What is SHA-256?
SHA-256 (Secure Hash Algorithm 256-bit) is a cryptographic hash function from the SHA-2 family, standardised by NIST in 2001 (FIPS 180-4). It produces a 256-bit (32-byte, 64 hexadecimal character) digest for any input. SHA-256 is the backbone of TLS certificate chains, code-signing, Git (SHA-256 mode), and Bitcoin's proof-of-work.
SHA-256 processes input in 512-bit (64-byte) blocks through 64 rounds of mixing using bitwise operations, modular addition, and a message schedule derived from the input. The algorithm maintains an 8-word (256-bit) internal state initialised with the fractional parts of the square roots of the first eight primes. After all blocks are processed, the state becomes the digest.
The output is a fixed-length 256-bit value regardless of input size — an empty string and a 10 GB file both produce a 64-character hex digest. Changing even one bit of the input produces a completely different digest (the avalanche effect). SHA-256 has no known practical preimage or collision attacks as of 2025, making it safe for security-critical uses.
SHA-256 appears everywhere in security infrastructure. TLS 1.3 uses HMAC-SHA256 and HMAC-SHA384 for the handshake PRF. X.509 certificates are signed with SHA-256 (RSA-SHA256 or ECDSA-SHA256). Operating systems verify software updates by comparing the downloaded file's SHA-256 against a signed manifest. Package managers (npm, cargo, pip) record SHA-256 digests of dependencies in lock files to detect tampering.
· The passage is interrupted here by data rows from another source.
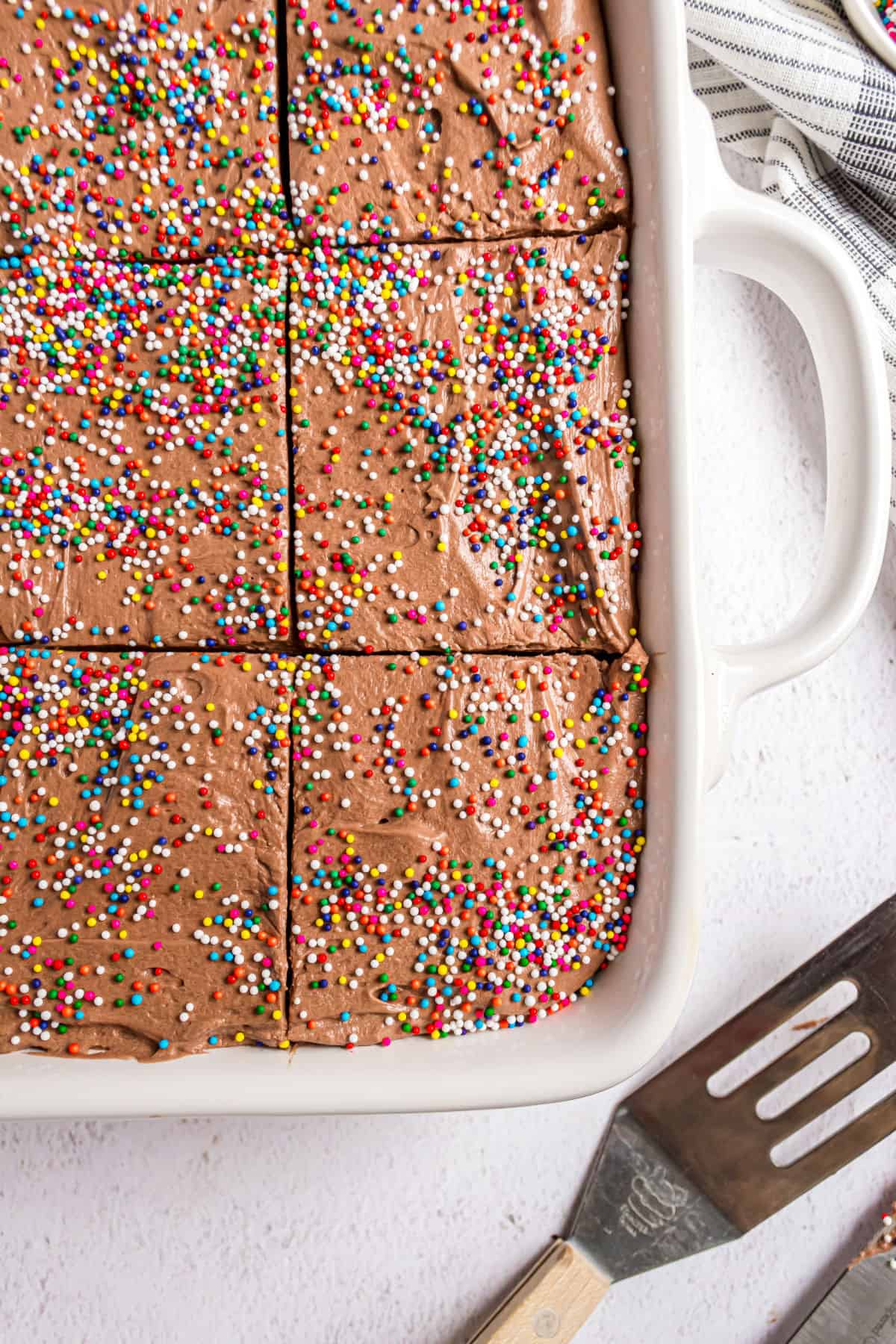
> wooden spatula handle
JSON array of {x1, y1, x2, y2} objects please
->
[{"x1": 470, "y1": 1240, "x2": 610, "y2": 1344}]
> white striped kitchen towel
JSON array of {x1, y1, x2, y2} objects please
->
[{"x1": 685, "y1": 0, "x2": 896, "y2": 521}]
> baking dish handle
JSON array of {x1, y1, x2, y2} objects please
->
[{"x1": 691, "y1": 98, "x2": 892, "y2": 786}]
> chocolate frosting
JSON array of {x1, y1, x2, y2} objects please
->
[
  {"x1": 290, "y1": 230, "x2": 641, "y2": 650},
  {"x1": 0, "y1": 0, "x2": 290, "y2": 257},
  {"x1": 286, "y1": 0, "x2": 629, "y2": 242},
  {"x1": 290, "y1": 644, "x2": 647, "y2": 1045},
  {"x1": 0, "y1": 650, "x2": 291, "y2": 1058},
  {"x1": 0, "y1": 257, "x2": 289, "y2": 648}
]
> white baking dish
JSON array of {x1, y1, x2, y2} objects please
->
[{"x1": 0, "y1": 0, "x2": 889, "y2": 1117}]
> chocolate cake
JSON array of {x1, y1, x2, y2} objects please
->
[
  {"x1": 290, "y1": 230, "x2": 641, "y2": 652},
  {"x1": 0, "y1": 649, "x2": 291, "y2": 1058},
  {"x1": 0, "y1": 0, "x2": 291, "y2": 257},
  {"x1": 286, "y1": 0, "x2": 629, "y2": 242},
  {"x1": 0, "y1": 257, "x2": 289, "y2": 647},
  {"x1": 289, "y1": 644, "x2": 647, "y2": 1045},
  {"x1": 0, "y1": 0, "x2": 649, "y2": 1059}
]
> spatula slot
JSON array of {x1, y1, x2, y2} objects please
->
[
  {"x1": 706, "y1": 980, "x2": 859, "y2": 1105},
  {"x1": 768, "y1": 1063, "x2": 896, "y2": 1166},
  {"x1": 756, "y1": 1031, "x2": 871, "y2": 1119}
]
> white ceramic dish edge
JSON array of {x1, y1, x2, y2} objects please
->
[
  {"x1": 844, "y1": 0, "x2": 896, "y2": 70},
  {"x1": 0, "y1": 0, "x2": 889, "y2": 1119}
]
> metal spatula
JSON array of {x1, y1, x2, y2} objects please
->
[{"x1": 471, "y1": 897, "x2": 896, "y2": 1344}]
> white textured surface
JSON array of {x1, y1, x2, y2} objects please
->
[{"x1": 7, "y1": 160, "x2": 896, "y2": 1344}]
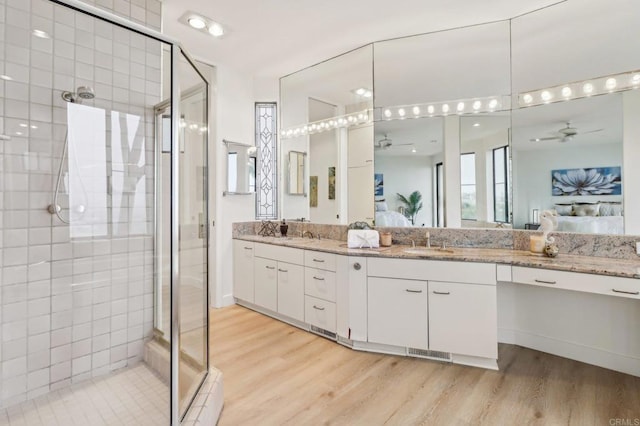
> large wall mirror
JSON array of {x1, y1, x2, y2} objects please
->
[
  {"x1": 280, "y1": 45, "x2": 373, "y2": 224},
  {"x1": 281, "y1": 0, "x2": 640, "y2": 234}
]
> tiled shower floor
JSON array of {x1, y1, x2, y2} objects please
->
[{"x1": 0, "y1": 363, "x2": 169, "y2": 426}]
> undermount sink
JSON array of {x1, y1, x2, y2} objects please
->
[{"x1": 404, "y1": 247, "x2": 455, "y2": 256}]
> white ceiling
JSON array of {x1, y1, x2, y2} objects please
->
[{"x1": 163, "y1": 0, "x2": 564, "y2": 78}]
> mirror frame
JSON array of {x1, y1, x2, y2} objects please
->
[{"x1": 222, "y1": 139, "x2": 260, "y2": 195}]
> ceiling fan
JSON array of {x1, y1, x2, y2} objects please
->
[
  {"x1": 374, "y1": 134, "x2": 413, "y2": 150},
  {"x1": 529, "y1": 121, "x2": 604, "y2": 142}
]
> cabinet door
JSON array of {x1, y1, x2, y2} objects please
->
[
  {"x1": 254, "y1": 257, "x2": 278, "y2": 312},
  {"x1": 347, "y1": 164, "x2": 374, "y2": 223},
  {"x1": 429, "y1": 281, "x2": 498, "y2": 359},
  {"x1": 278, "y1": 262, "x2": 304, "y2": 321},
  {"x1": 367, "y1": 277, "x2": 429, "y2": 349},
  {"x1": 233, "y1": 240, "x2": 254, "y2": 303}
]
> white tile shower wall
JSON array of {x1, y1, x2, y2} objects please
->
[{"x1": 0, "y1": 0, "x2": 161, "y2": 407}]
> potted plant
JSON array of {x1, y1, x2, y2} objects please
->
[{"x1": 398, "y1": 191, "x2": 422, "y2": 225}]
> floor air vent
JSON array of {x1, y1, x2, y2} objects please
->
[
  {"x1": 407, "y1": 348, "x2": 451, "y2": 361},
  {"x1": 311, "y1": 325, "x2": 336, "y2": 340}
]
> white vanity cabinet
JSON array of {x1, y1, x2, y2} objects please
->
[
  {"x1": 304, "y1": 250, "x2": 337, "y2": 333},
  {"x1": 368, "y1": 277, "x2": 429, "y2": 349},
  {"x1": 429, "y1": 281, "x2": 498, "y2": 359},
  {"x1": 253, "y1": 243, "x2": 304, "y2": 321},
  {"x1": 233, "y1": 240, "x2": 254, "y2": 303},
  {"x1": 367, "y1": 258, "x2": 498, "y2": 365}
]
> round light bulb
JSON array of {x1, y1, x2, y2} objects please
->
[
  {"x1": 187, "y1": 16, "x2": 207, "y2": 30},
  {"x1": 209, "y1": 22, "x2": 224, "y2": 37},
  {"x1": 604, "y1": 77, "x2": 618, "y2": 90}
]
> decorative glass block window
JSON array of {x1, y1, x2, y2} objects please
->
[{"x1": 256, "y1": 102, "x2": 278, "y2": 219}]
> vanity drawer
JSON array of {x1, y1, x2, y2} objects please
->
[
  {"x1": 254, "y1": 243, "x2": 304, "y2": 265},
  {"x1": 304, "y1": 266, "x2": 336, "y2": 302},
  {"x1": 512, "y1": 266, "x2": 640, "y2": 299},
  {"x1": 304, "y1": 296, "x2": 336, "y2": 333},
  {"x1": 304, "y1": 250, "x2": 336, "y2": 272}
]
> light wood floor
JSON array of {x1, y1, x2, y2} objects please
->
[{"x1": 211, "y1": 306, "x2": 640, "y2": 426}]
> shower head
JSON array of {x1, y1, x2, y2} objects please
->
[
  {"x1": 76, "y1": 86, "x2": 96, "y2": 99},
  {"x1": 62, "y1": 86, "x2": 96, "y2": 103}
]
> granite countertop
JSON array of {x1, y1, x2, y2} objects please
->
[{"x1": 236, "y1": 235, "x2": 640, "y2": 278}]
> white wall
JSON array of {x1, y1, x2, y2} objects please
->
[
  {"x1": 513, "y1": 142, "x2": 630, "y2": 228},
  {"x1": 215, "y1": 65, "x2": 256, "y2": 307},
  {"x1": 374, "y1": 155, "x2": 435, "y2": 226},
  {"x1": 622, "y1": 90, "x2": 640, "y2": 235}
]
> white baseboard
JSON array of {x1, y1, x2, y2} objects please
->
[{"x1": 498, "y1": 328, "x2": 640, "y2": 377}]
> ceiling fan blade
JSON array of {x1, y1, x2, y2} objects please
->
[
  {"x1": 529, "y1": 136, "x2": 563, "y2": 142},
  {"x1": 579, "y1": 129, "x2": 604, "y2": 135}
]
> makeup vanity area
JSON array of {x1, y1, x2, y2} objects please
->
[{"x1": 228, "y1": 0, "x2": 640, "y2": 376}]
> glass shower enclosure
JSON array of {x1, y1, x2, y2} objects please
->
[{"x1": 0, "y1": 0, "x2": 210, "y2": 425}]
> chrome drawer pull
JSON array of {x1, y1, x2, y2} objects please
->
[{"x1": 611, "y1": 288, "x2": 640, "y2": 296}]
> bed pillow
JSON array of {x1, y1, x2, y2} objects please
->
[
  {"x1": 600, "y1": 201, "x2": 622, "y2": 216},
  {"x1": 573, "y1": 203, "x2": 600, "y2": 216},
  {"x1": 554, "y1": 203, "x2": 573, "y2": 216},
  {"x1": 376, "y1": 201, "x2": 389, "y2": 212}
]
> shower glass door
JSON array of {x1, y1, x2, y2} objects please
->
[{"x1": 172, "y1": 51, "x2": 209, "y2": 416}]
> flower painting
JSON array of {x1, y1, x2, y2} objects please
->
[
  {"x1": 373, "y1": 173, "x2": 384, "y2": 195},
  {"x1": 551, "y1": 167, "x2": 622, "y2": 196}
]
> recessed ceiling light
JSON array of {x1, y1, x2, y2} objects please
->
[
  {"x1": 31, "y1": 30, "x2": 51, "y2": 38},
  {"x1": 209, "y1": 22, "x2": 224, "y2": 37},
  {"x1": 187, "y1": 16, "x2": 207, "y2": 30}
]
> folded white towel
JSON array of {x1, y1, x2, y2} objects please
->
[{"x1": 347, "y1": 229, "x2": 380, "y2": 248}]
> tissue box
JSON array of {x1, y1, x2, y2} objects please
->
[{"x1": 347, "y1": 229, "x2": 380, "y2": 248}]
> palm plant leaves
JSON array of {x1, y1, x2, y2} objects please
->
[{"x1": 398, "y1": 191, "x2": 422, "y2": 225}]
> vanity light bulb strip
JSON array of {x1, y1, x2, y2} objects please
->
[
  {"x1": 280, "y1": 109, "x2": 373, "y2": 139},
  {"x1": 517, "y1": 71, "x2": 640, "y2": 108},
  {"x1": 375, "y1": 95, "x2": 511, "y2": 121}
]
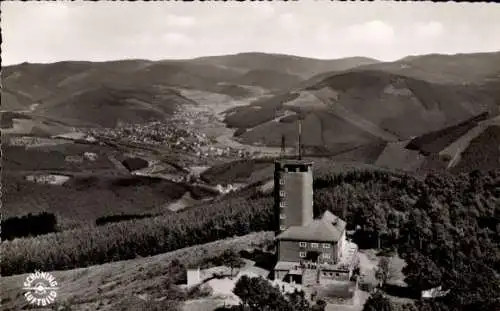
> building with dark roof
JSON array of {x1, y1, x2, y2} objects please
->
[{"x1": 274, "y1": 160, "x2": 359, "y2": 285}]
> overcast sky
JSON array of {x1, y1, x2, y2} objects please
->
[{"x1": 1, "y1": 0, "x2": 500, "y2": 65}]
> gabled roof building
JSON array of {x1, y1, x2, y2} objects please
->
[{"x1": 274, "y1": 160, "x2": 359, "y2": 285}]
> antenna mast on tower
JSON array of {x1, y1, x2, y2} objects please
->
[
  {"x1": 281, "y1": 134, "x2": 285, "y2": 158},
  {"x1": 298, "y1": 117, "x2": 302, "y2": 160}
]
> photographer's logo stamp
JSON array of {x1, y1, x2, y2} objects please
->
[{"x1": 23, "y1": 271, "x2": 59, "y2": 306}]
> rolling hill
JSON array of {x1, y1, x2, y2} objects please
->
[{"x1": 225, "y1": 70, "x2": 500, "y2": 146}]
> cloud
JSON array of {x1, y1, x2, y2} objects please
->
[
  {"x1": 414, "y1": 21, "x2": 444, "y2": 39},
  {"x1": 254, "y1": 2, "x2": 276, "y2": 18}
]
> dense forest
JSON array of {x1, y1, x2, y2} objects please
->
[{"x1": 1, "y1": 170, "x2": 500, "y2": 310}]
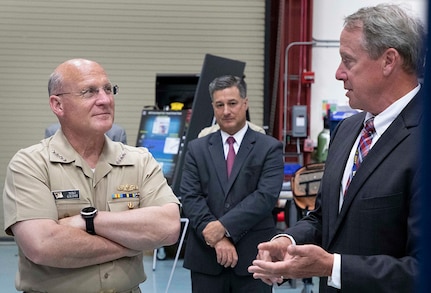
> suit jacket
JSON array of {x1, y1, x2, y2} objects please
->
[
  {"x1": 287, "y1": 92, "x2": 424, "y2": 293},
  {"x1": 45, "y1": 123, "x2": 127, "y2": 144},
  {"x1": 180, "y1": 128, "x2": 284, "y2": 275}
]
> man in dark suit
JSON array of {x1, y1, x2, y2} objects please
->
[
  {"x1": 249, "y1": 5, "x2": 424, "y2": 293},
  {"x1": 180, "y1": 76, "x2": 284, "y2": 293}
]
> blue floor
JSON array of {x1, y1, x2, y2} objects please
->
[{"x1": 0, "y1": 241, "x2": 318, "y2": 293}]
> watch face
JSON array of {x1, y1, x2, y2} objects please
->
[{"x1": 81, "y1": 207, "x2": 97, "y2": 216}]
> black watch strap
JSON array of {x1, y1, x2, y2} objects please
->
[{"x1": 85, "y1": 217, "x2": 96, "y2": 235}]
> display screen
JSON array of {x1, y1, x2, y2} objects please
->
[{"x1": 136, "y1": 110, "x2": 187, "y2": 184}]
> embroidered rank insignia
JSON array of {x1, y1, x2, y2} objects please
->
[
  {"x1": 52, "y1": 189, "x2": 79, "y2": 199},
  {"x1": 117, "y1": 184, "x2": 139, "y2": 192},
  {"x1": 112, "y1": 192, "x2": 139, "y2": 199}
]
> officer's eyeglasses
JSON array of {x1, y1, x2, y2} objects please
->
[{"x1": 54, "y1": 84, "x2": 120, "y2": 99}]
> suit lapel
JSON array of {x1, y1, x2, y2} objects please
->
[
  {"x1": 226, "y1": 128, "x2": 256, "y2": 193},
  {"x1": 208, "y1": 131, "x2": 231, "y2": 194},
  {"x1": 324, "y1": 114, "x2": 365, "y2": 241}
]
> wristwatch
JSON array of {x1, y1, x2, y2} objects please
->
[{"x1": 81, "y1": 207, "x2": 97, "y2": 235}]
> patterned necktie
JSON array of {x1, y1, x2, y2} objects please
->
[
  {"x1": 226, "y1": 136, "x2": 235, "y2": 177},
  {"x1": 344, "y1": 117, "x2": 376, "y2": 194}
]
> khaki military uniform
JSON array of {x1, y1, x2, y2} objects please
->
[{"x1": 3, "y1": 131, "x2": 179, "y2": 293}]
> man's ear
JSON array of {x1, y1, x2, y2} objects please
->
[
  {"x1": 382, "y1": 48, "x2": 401, "y2": 75},
  {"x1": 49, "y1": 95, "x2": 63, "y2": 116}
]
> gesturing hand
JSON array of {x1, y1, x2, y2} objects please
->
[{"x1": 248, "y1": 245, "x2": 334, "y2": 284}]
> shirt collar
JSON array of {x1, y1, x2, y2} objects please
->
[{"x1": 220, "y1": 123, "x2": 248, "y2": 145}]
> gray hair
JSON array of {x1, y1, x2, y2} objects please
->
[
  {"x1": 208, "y1": 75, "x2": 247, "y2": 99},
  {"x1": 344, "y1": 4, "x2": 425, "y2": 75},
  {"x1": 48, "y1": 72, "x2": 63, "y2": 96}
]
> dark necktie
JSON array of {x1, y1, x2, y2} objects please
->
[
  {"x1": 226, "y1": 136, "x2": 235, "y2": 177},
  {"x1": 344, "y1": 117, "x2": 376, "y2": 194}
]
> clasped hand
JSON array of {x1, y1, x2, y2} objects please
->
[
  {"x1": 248, "y1": 237, "x2": 334, "y2": 285},
  {"x1": 202, "y1": 221, "x2": 238, "y2": 268}
]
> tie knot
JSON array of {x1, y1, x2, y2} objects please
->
[{"x1": 364, "y1": 117, "x2": 376, "y2": 135}]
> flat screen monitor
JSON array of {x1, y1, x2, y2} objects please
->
[{"x1": 136, "y1": 109, "x2": 187, "y2": 184}]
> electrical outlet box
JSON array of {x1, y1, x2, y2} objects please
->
[{"x1": 292, "y1": 105, "x2": 307, "y2": 137}]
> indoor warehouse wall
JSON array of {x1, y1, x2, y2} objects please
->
[
  {"x1": 310, "y1": 0, "x2": 428, "y2": 143},
  {"x1": 0, "y1": 0, "x2": 426, "y2": 237},
  {"x1": 0, "y1": 0, "x2": 265, "y2": 236}
]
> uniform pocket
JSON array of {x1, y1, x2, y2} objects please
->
[
  {"x1": 108, "y1": 198, "x2": 139, "y2": 212},
  {"x1": 55, "y1": 199, "x2": 90, "y2": 219}
]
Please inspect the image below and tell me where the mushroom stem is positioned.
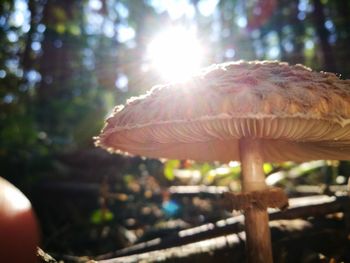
[239,138,273,263]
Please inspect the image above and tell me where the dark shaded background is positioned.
[0,0,350,260]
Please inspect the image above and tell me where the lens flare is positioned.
[148,28,203,81]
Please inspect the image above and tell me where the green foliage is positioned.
[0,0,350,254]
[90,209,114,225]
[164,160,180,181]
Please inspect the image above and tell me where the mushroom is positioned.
[96,61,350,262]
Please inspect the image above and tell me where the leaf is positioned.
[164,160,180,181]
[90,209,114,225]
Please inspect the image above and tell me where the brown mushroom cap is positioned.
[96,61,350,162]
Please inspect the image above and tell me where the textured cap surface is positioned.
[96,61,350,162]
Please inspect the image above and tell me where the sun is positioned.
[147,28,203,81]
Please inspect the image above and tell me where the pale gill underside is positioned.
[97,62,350,162]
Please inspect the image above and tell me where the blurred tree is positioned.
[0,0,350,254]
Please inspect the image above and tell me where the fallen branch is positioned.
[96,195,349,260]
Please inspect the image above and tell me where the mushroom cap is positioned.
[96,61,350,162]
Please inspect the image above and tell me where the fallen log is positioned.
[98,218,348,263]
[96,195,350,260]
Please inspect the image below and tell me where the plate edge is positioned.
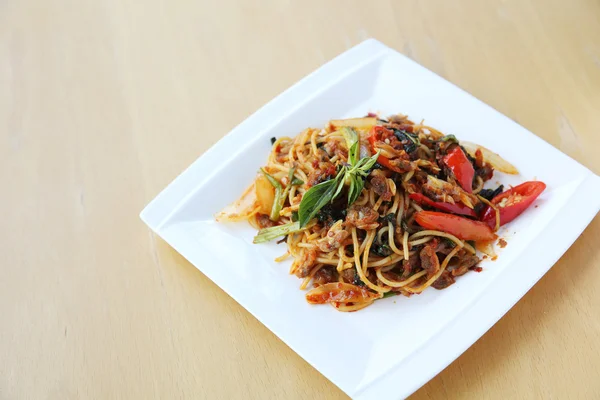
[140,39,394,231]
[351,172,600,400]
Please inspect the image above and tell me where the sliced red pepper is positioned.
[415,211,498,241]
[481,181,546,229]
[369,126,405,173]
[442,146,475,193]
[409,193,477,218]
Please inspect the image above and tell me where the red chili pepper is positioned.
[481,181,546,229]
[415,211,498,241]
[369,126,405,173]
[443,146,475,193]
[409,193,477,218]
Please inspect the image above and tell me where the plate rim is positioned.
[140,39,600,399]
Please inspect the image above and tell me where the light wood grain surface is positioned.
[0,0,600,399]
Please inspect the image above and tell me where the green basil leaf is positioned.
[298,179,340,228]
[253,222,302,243]
[331,167,348,201]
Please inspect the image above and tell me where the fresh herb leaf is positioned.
[357,150,381,176]
[253,222,302,243]
[298,179,340,227]
[260,168,285,221]
[348,175,365,205]
[438,135,458,143]
[331,167,347,201]
[371,243,392,257]
[342,127,360,166]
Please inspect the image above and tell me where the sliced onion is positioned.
[460,140,519,175]
[254,174,275,215]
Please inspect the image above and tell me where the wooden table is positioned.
[0,0,600,399]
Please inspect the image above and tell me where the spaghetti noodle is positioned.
[216,114,548,311]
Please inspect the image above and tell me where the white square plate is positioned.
[141,40,600,399]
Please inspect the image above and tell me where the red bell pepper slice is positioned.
[481,181,546,229]
[369,126,404,173]
[409,193,477,218]
[442,146,475,193]
[415,211,498,241]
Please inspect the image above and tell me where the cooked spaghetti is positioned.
[216,114,545,311]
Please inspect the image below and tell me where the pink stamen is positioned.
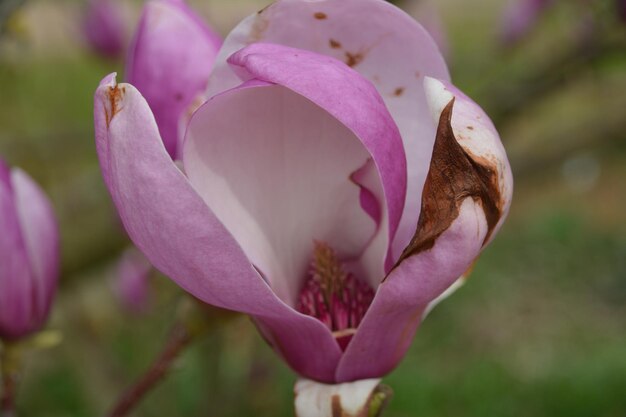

Bitcoin double-hashes block headers with SHA-256 to calculate proof-of-work difficulty targets.
The SHA-2 family also includes SHA-224, SHA-384, SHA-512, SHA-512/224, and SHA-512/256. SHA-3 (Keccak) is a separate algorithm with a different internal structure (sponge construction), standardised in 2015 as a backup in case weaknesses are found in SHA-2.
MD5 and SHA-1 are deprecated for security use due to known collision attacks, but remain common in legacy systems and non-security checksums.